C skip a “while” loop?

Question

I have a problem, I tried to write a program to show the whole sum from 1 to 22 and after that, to do 2 while loops. The first one is supposed to perform the sum of some numbers given by the user, as an example: you type 10, 30 and 40 then as you enter a 0 the program sums the first three numbers. Unfortunetly the first while loop is not working. It goes directly to the last while loop where it is supposed to type a decimal numbers like (10.20 30.50 40.55) and after you type 0 again it sum those numbers and add and multipli every entry with 1.19. So far the last loop is working properly, unfortunately the second loop does not, if I move printf and scanf over the while it let me write but just start writing w/o stopping the number I wrote . Thank You in advance!

Here is the code :

#include <stdio.h>

int main() 
{
    int sum = 0;                         
    int a;
    int b;
    double i;
    double sum1 = 0;
    for (a= 0; a <= 22; a++) {

        sum = sum + a; 
        printf("the sum from 1 till 22 : %i\n ", sum);
    }

    while (b != 0) {
        printf("type a number:");
        scanf("%i", &b);
        sum += b;
        printf("%i\n", b);

    }
    printf("the sum is : %i\n", sum);

    while(i !=0) {
        printf ("Type a decimal number:");
        scanf ("%lf",&i);                       
        sum1 += i*1.19;


        printf("%lf\n", i);

    }

    printf("The decimal summ is: %lf\n",sum1);
    return 0;
}

Answer 1

You don't initialise i to any value before entering the loop with

while(i != 0)

i might very well be zero at this point, so your loop won't be entered even once.
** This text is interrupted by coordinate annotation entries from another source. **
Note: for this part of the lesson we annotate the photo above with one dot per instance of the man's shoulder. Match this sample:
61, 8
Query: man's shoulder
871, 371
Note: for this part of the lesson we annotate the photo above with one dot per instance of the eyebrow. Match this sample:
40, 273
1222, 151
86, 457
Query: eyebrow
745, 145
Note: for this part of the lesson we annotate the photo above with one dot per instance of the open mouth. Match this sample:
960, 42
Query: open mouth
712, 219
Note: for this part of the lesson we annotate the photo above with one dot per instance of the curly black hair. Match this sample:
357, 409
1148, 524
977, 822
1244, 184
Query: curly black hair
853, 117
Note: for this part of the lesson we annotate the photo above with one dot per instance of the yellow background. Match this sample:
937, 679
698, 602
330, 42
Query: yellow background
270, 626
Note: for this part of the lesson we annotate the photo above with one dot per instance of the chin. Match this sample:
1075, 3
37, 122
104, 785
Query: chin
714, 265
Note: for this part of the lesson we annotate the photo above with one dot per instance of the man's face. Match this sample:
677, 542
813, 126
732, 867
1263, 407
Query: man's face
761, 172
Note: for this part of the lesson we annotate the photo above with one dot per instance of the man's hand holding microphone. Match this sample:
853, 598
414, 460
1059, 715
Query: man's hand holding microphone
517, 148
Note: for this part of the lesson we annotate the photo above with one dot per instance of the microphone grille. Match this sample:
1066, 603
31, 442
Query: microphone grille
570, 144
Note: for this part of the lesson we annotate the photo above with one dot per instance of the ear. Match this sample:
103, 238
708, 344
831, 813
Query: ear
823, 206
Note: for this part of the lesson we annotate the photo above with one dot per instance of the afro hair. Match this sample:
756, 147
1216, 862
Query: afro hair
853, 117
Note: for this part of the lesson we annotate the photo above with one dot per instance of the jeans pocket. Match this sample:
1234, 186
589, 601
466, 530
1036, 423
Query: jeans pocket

Initialising i to a non-zero value should fix this particular problem. The same holds for the variable b .

You should turn on warnings in your compiler, so it can show you problems like this one.

Answer 2

The first time the condition of the second while is evaluated, b has undefined value, since it wasn't initialized. The same applies to the third while.

Whether or not both loops are executed is only a question of chance.

Initialize both variables with non-zero values to ensure both whiles are entering. Or use a do-while:

do {

    printf("type a number:");
    scanf("%i", &b);
    sum += b;
    printf("%i\n", b);

} while (b != 0);

Answer 3

Don't test b with while , test it after the user enters the number. Then you can use break to exit the loop.

while (1) {
    printf("type a number:");
    scanf("%i", &b);
    if (b == 0) {
        break;
    }
    sum += b;
    printf("%i\n", b);
}

while(1) {
    printf ("Type a decimal number:");
    scanf ("%lf",&i); 
    if (i == 0.0) {
        break;
    }                      
    sum1 += i*1.19;
    printf("%lf\n", i);
}

Answer 4

Your only issues are initialization: see edits in the code below. (it compiles and runs)
Did you get any compiler warnings for these? If not, you should change your settings so you do.

#include <stdio.h>

int main() 
{
   int sum = 0;                         
   int a;
   int b=-1;  //initialize (any non-zero value will work)
   double i;
   double sum1 = 0;
    for (a= 0; a <= 22; a++) {//a initialized in for(...) statement, (this is good)

    sum = sum + a; 
    printf("the sum from 1 till 22 : %i\n ", sum);
        }

    while (b != 0) { //b Needs to be initialized before using (done above)
        printf("type a number:");
        scanf("%i", &b);
        sum += b;
        printf("%i\n", b);

    }
    printf("the sum is : %i\n", sum);
    i=-1;                          //initialize i to any non-zero value
    while(i !=0) {  
     printf ("Type a decimal number:");
     scanf ("%lf",&i);                      
     sum1 += i*1.19;


      printf("%lf\n", i);

    }
     printf("The decimal summ is: %lf\n",sum1);

     getchar();
    return 0;
}